In questo processo Cariparo ha deciso di fare da ponte fra l’accademia e il tessuto delle imprese, attraverso diversi strumenti: i finanziamenti per la ricerca d’eccellenza, le iniziative per attrarre scienziati di chiara fama permettendo loro di costruire qui i propri team di ricercatori, i dottorati in azienda finalizzati a rendere immediata la collaborazione tra ricercatori e imprese. «A Padova va riconosciuta la peculiarità di una certa concordia fra istituzioni, per nulla scontata», osserva Muraro.
Fare da fulcro allo sviluppo è un proposito che l’Università coltiva in modo chiaro. «Il nostro obbiettivo è valorizzare la ricerca e renderla accessibile alle persone e alle imprese», dice Monica Fedeli, prorettrice per la terza missione, ovvero il dialogo con il territorio e con le istituzioni che possono corroborare questo impegno.
Due fronti sono gli spin off universitari e i brevetti. I primi sono 61, poco più della metà d’età compresa fra i 4 e i 10 anni. «Gli spin off sono concentrate in settori come i servizi per l’innovazione, l’energia e l’ambiente, le tecnologie biomedicali e l’automazione industriale. Alcuni hanno già raggiunto risultati economici di rilievo», racconta Fedeli.
L’altro strumento è per l’appunto quello dei brevetti: i ricercatori vengono supportati fino alla richiesta di deposito, poi di nuovo se si tratta di individuare potenziali acquirenti. Oggi i brevetti registrati sono 400, i nuovi una trentina l’anno. «Tra spin off e brevetti abbiamo già un buon parterre. L’obbiettivo ora è alzare sempre più la qualità, per individuare le innovazioni che permettono di fare davvero la differenza e rendere il territorio sempre più innovativo e attrattivo», spiega Fedeli.
Chi oggi costeggia la Fiera di Padova può osservare il cantiere in rapido avanzamento del nuovo Hub, come si chiama la struttura che ospiterà prima i nuovi spazi della facoltà di ingegneria e poi, via via, gli edifici che permetteranno di completare il cosiddetto kilometro – o boulevard – dell’innovazione. L’elenco comprende una serie di istituzioni che già funzionano, lo Smact Competence Center, il Galileo Visionary District e Le Village del Credit Agricole, in un’area che andrà dalla stazione ferroviaria al futuro ospedale.

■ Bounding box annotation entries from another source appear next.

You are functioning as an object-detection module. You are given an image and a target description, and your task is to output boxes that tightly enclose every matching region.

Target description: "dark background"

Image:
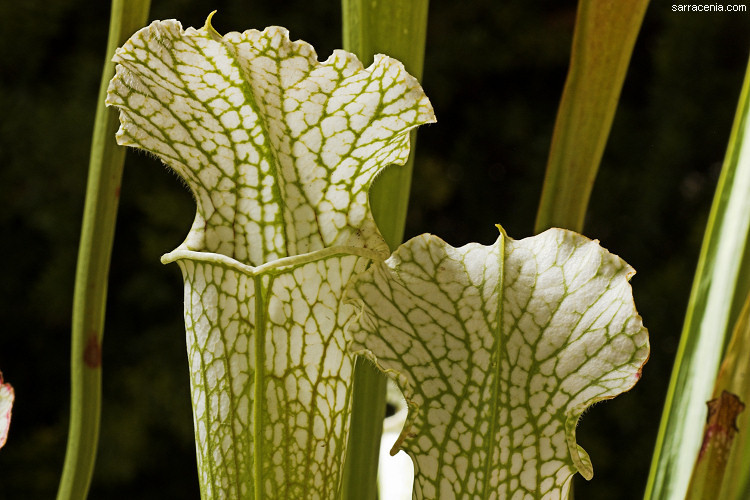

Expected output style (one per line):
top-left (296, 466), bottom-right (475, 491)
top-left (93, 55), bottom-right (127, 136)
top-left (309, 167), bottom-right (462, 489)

top-left (0, 0), bottom-right (750, 500)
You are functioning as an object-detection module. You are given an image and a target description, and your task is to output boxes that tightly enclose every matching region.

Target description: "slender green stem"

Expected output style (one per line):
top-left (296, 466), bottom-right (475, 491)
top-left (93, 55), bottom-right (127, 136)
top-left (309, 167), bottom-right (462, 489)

top-left (535, 0), bottom-right (648, 233)
top-left (57, 0), bottom-right (150, 500)
top-left (342, 0), bottom-right (429, 500)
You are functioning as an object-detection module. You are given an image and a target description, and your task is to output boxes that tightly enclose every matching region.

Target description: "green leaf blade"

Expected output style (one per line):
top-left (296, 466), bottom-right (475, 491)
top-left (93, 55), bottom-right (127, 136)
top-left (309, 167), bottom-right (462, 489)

top-left (108, 21), bottom-right (434, 265)
top-left (0, 372), bottom-right (15, 448)
top-left (644, 55), bottom-right (750, 500)
top-left (349, 230), bottom-right (648, 498)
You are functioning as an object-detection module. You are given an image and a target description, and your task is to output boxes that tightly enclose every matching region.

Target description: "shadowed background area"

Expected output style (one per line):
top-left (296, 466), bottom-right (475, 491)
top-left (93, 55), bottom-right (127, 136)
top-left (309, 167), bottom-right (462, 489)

top-left (0, 0), bottom-right (750, 500)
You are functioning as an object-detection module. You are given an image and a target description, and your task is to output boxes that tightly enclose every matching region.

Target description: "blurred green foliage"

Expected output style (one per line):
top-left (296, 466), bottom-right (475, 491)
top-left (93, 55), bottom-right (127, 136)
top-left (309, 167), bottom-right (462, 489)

top-left (0, 0), bottom-right (750, 500)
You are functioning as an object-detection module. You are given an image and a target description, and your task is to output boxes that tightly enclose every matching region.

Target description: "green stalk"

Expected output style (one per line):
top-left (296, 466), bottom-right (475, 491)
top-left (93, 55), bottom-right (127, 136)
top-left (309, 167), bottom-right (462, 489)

top-left (342, 0), bottom-right (429, 500)
top-left (644, 53), bottom-right (750, 500)
top-left (535, 0), bottom-right (648, 233)
top-left (57, 0), bottom-right (150, 500)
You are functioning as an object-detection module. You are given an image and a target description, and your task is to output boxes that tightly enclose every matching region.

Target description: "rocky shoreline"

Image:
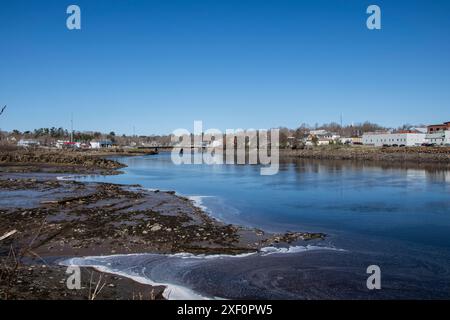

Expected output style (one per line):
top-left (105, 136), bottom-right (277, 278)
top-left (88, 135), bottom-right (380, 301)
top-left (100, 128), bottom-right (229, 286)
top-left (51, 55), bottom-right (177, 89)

top-left (280, 146), bottom-right (450, 166)
top-left (0, 153), bottom-right (325, 299)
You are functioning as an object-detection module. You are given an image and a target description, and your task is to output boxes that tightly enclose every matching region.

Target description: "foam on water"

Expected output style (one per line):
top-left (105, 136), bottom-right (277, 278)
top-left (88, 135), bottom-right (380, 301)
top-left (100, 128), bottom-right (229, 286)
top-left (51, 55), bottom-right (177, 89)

top-left (59, 255), bottom-right (215, 300)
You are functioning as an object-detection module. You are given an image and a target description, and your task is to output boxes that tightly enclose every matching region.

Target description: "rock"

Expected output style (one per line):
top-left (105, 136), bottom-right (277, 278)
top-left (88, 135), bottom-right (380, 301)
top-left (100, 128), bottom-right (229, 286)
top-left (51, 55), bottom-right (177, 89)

top-left (150, 224), bottom-right (162, 232)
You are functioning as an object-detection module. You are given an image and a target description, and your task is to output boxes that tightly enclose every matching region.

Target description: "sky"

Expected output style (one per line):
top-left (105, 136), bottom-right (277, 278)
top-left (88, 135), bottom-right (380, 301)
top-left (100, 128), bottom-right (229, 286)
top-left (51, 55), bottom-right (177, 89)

top-left (0, 0), bottom-right (450, 135)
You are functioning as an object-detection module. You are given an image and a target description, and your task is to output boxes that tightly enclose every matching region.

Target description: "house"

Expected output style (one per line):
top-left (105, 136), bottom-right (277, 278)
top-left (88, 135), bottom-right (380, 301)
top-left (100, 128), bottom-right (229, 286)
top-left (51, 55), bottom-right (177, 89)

top-left (17, 139), bottom-right (41, 147)
top-left (362, 130), bottom-right (426, 147)
top-left (425, 122), bottom-right (450, 146)
top-left (339, 137), bottom-right (362, 144)
top-left (89, 140), bottom-right (113, 149)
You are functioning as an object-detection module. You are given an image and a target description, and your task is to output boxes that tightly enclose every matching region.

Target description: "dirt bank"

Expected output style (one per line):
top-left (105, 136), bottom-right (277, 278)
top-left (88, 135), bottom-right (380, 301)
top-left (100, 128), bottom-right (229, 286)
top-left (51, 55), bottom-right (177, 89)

top-left (280, 146), bottom-right (450, 166)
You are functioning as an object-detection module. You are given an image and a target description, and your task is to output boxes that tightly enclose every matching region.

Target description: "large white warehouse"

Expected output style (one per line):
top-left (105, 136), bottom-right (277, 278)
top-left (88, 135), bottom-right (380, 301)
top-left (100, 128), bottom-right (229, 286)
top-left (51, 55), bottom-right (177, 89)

top-left (363, 132), bottom-right (426, 147)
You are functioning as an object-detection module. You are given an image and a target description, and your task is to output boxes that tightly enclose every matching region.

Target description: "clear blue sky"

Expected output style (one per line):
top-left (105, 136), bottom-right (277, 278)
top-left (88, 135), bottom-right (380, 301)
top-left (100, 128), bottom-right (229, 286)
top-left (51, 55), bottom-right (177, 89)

top-left (0, 0), bottom-right (450, 134)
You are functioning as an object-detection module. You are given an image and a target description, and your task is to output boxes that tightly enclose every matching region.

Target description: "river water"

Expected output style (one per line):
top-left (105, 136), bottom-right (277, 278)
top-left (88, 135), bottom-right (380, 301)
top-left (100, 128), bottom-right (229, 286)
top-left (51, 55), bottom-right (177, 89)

top-left (64, 153), bottom-right (450, 299)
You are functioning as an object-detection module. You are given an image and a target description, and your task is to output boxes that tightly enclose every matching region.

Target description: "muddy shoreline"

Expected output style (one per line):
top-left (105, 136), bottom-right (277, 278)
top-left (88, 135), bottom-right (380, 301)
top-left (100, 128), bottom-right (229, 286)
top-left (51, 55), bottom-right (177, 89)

top-left (280, 146), bottom-right (450, 167)
top-left (0, 153), bottom-right (325, 299)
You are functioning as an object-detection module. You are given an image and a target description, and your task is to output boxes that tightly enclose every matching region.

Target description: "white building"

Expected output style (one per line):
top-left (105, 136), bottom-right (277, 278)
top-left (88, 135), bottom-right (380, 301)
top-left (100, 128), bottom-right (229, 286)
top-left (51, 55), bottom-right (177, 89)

top-left (362, 132), bottom-right (426, 147)
top-left (89, 140), bottom-right (113, 149)
top-left (425, 130), bottom-right (450, 146)
top-left (17, 139), bottom-right (40, 147)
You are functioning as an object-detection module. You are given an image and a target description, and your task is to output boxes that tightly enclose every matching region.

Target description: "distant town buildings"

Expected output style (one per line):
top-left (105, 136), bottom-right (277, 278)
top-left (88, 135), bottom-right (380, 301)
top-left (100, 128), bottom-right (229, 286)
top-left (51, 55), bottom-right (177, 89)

top-left (362, 130), bottom-right (426, 147)
top-left (90, 140), bottom-right (113, 149)
top-left (17, 139), bottom-right (40, 147)
top-left (426, 122), bottom-right (450, 146)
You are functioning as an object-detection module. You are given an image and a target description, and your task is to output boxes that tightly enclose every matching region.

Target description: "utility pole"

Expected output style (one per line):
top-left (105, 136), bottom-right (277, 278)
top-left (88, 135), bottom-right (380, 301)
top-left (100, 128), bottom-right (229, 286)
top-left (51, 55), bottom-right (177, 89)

top-left (70, 112), bottom-right (73, 142)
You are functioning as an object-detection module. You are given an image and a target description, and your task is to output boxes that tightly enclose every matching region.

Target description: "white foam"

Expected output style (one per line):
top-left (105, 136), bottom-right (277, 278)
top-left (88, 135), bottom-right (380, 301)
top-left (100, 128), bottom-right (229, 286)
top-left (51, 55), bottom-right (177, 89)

top-left (59, 256), bottom-right (213, 300)
top-left (187, 196), bottom-right (213, 213)
top-left (260, 245), bottom-right (346, 256)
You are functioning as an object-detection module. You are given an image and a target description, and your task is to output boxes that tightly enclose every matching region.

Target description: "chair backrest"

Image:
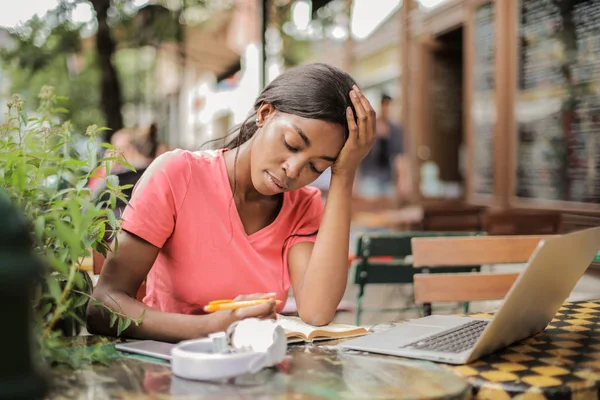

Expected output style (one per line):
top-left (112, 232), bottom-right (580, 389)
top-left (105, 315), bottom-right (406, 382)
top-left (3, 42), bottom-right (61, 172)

top-left (354, 232), bottom-right (482, 284)
top-left (483, 210), bottom-right (561, 235)
top-left (421, 204), bottom-right (485, 231)
top-left (560, 213), bottom-right (600, 233)
top-left (411, 236), bottom-right (547, 304)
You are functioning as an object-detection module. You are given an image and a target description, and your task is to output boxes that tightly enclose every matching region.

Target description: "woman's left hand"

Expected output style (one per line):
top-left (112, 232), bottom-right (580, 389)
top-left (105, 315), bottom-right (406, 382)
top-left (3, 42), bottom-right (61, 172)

top-left (331, 85), bottom-right (376, 176)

Il progetto è partito sette anni fa, quando Comune e Camera di Commercio hanno fatto la scommessa di riacquistare la Fiera, trasformandola da problema economico in progetto di sviluppo, simboleggiato anche nel nuovo nome di Padova Hall . Un progetto che ha preso forma strada facendo, riempiendosi via via di contenuti.

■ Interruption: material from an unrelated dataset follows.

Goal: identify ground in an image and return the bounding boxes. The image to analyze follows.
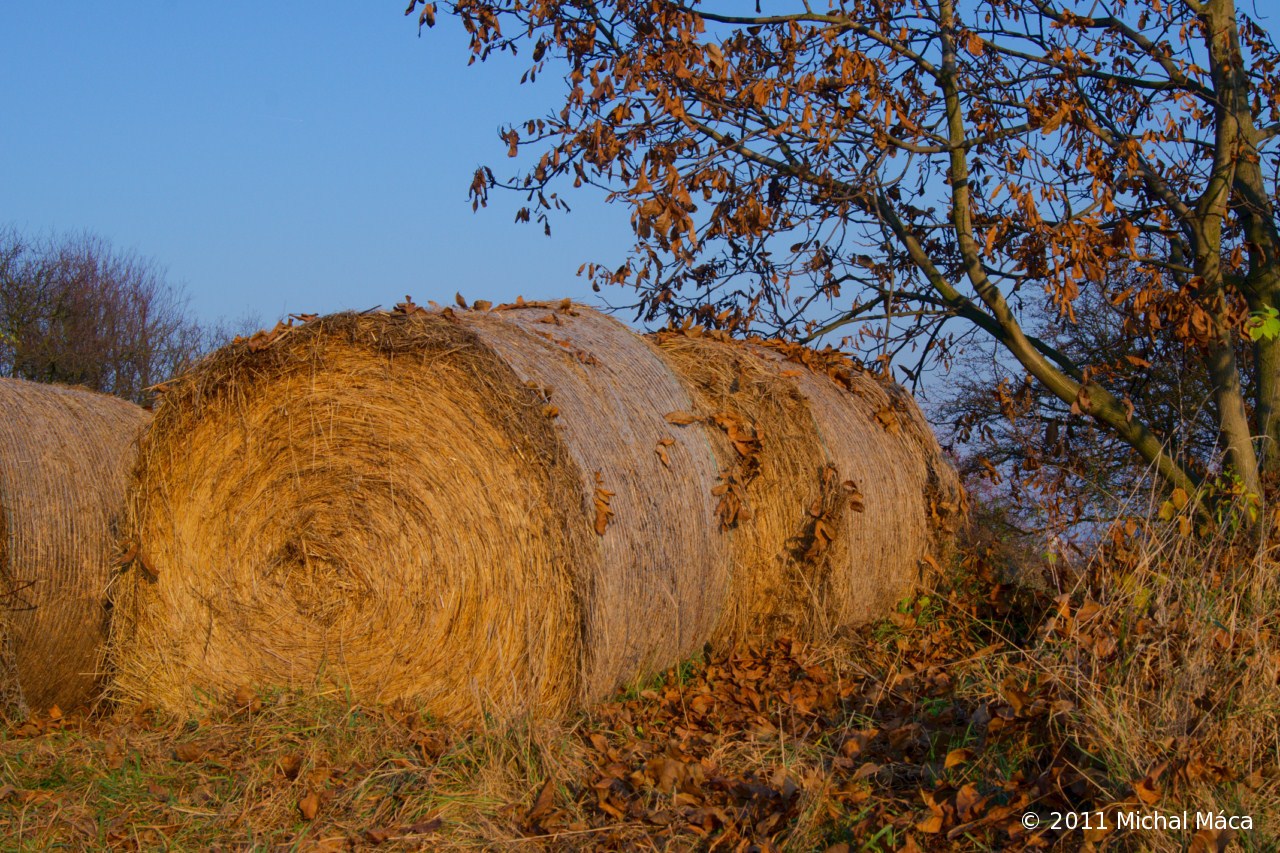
[0,533,1280,852]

Margherita Cera, assessora all’Agenda Digitale, inquadra l’operazione in un contesto più ampio, con il Comune che ha puntato su diversi progetti di digitalizzazione, arrivando nel 2023 a un soffio dal riconoscimento di “rising innovative city” d’Europa, dietro la svedese Linköping. «Questa esperienza ci ha dato moltissimo, ci ha messo in contatto con altre realtà di livello europeo e ha generato occasioni di scambio. Ora vogliamo dimostrare di essere la città dove l’innovazione può essere sperimentata», dice Cera, che sceglie per Padova la definizione di «periferia competitiva»: «Il capitale umano c’è, ogni giorno tra studenti e lavoratori entrano in città trecentomila persone. È dunque a una comunità di mezzo milione di persone a cui guardiamo», osserva Cera.

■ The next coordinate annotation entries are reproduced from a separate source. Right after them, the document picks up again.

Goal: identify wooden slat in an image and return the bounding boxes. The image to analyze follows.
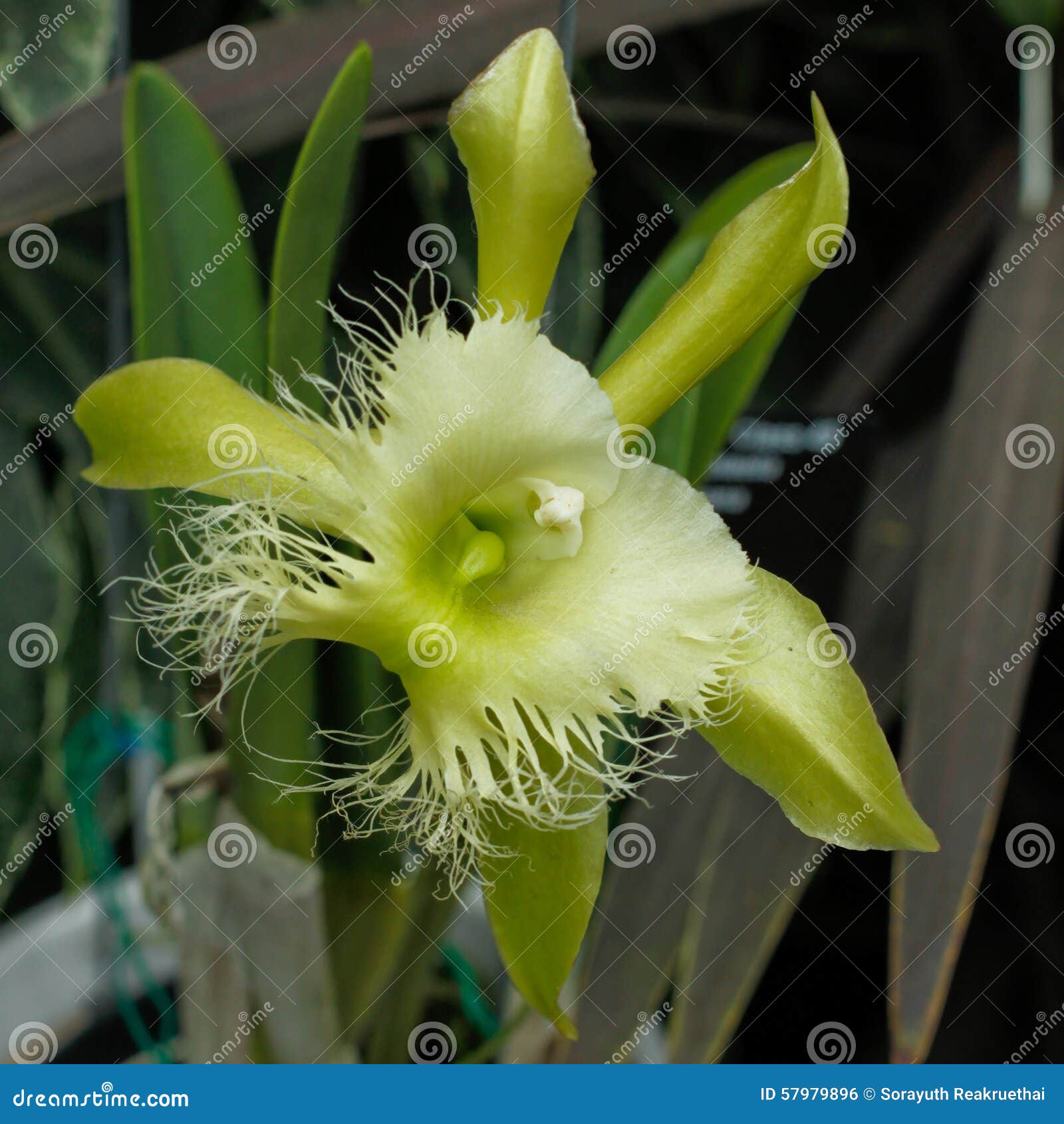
[0,0,766,233]
[891,198,1064,1061]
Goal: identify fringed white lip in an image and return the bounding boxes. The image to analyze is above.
[124,287,755,883]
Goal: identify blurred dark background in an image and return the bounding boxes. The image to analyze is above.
[0,0,1064,1062]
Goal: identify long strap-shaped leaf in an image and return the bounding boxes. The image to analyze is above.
[563,736,724,1063]
[595,144,813,481]
[269,43,372,392]
[0,0,767,233]
[670,769,827,1062]
[891,209,1064,1061]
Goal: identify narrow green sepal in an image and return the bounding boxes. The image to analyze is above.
[701,570,938,851]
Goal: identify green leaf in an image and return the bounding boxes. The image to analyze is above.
[481,777,608,1039]
[702,570,938,851]
[595,144,813,482]
[0,0,118,132]
[124,64,269,390]
[269,43,372,392]
[447,27,595,317]
[601,96,849,425]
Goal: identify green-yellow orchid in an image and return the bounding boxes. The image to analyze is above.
[75,29,936,875]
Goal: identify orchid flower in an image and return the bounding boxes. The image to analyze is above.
[75,29,936,899]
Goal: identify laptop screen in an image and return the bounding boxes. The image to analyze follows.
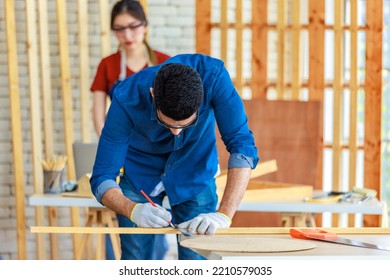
[73,142,98,180]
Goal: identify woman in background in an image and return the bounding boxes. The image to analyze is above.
[91,0,169,260]
[91,0,169,136]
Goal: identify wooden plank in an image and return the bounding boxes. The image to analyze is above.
[291,0,301,100]
[308,0,325,225]
[38,0,54,155]
[30,227,390,235]
[4,0,27,260]
[220,0,229,63]
[332,0,343,191]
[348,0,359,226]
[217,99,321,188]
[308,0,325,102]
[195,0,211,55]
[276,0,285,100]
[364,0,383,226]
[251,0,268,99]
[77,0,92,142]
[99,0,111,57]
[57,0,80,254]
[215,160,278,190]
[332,0,344,226]
[25,1,46,260]
[235,0,244,94]
[38,0,59,259]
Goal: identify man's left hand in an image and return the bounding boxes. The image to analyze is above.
[178,212,232,234]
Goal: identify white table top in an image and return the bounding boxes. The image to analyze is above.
[29,194,383,215]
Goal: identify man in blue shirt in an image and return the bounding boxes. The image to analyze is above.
[91,54,259,259]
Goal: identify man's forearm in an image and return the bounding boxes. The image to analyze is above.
[102,188,136,218]
[218,168,251,218]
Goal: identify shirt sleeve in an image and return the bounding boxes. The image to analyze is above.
[90,60,108,92]
[212,63,259,169]
[90,92,132,202]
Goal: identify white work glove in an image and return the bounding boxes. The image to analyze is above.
[130,203,172,228]
[177,212,232,234]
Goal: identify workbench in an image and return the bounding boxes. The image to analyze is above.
[187,234,390,261]
[29,194,387,259]
[29,194,387,219]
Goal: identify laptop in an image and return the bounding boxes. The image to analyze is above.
[73,142,98,180]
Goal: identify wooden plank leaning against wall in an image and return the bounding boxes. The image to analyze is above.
[196,0,383,226]
[26,1,46,259]
[4,0,27,260]
[364,0,383,226]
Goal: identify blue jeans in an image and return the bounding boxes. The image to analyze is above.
[118,181,218,260]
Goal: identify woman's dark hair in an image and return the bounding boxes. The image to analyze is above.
[110,0,157,65]
[153,63,203,121]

«Il kilometro dell’innovazione», dice il presidente della Camera di Commercio, Antonio Santocono, «sarà la rappresentazione di quello che siamo capaci di fare. L’università è il luogo dove nascono le idee, le altre istituzioni presenti le aiuteranno a strutturarsi come imprese e a stabilirsi qui». Potrà contribuire al salto tecnologico di tutto il Nord Est? La risposta di Santocono è positiva: «Sarà un test, che mostrerà ad altre città come possono muoversi e avviare lo sviluppo di una rete di hub dell’innovazione. A Milano nell’area dell’Expo sono confluiti investimenti per 6,5 mi liardi di euro. Qui non possiamo avvicinarci a quelle risorse ma se collaboriamo con chi condivide i nostri piani possiamo farcela».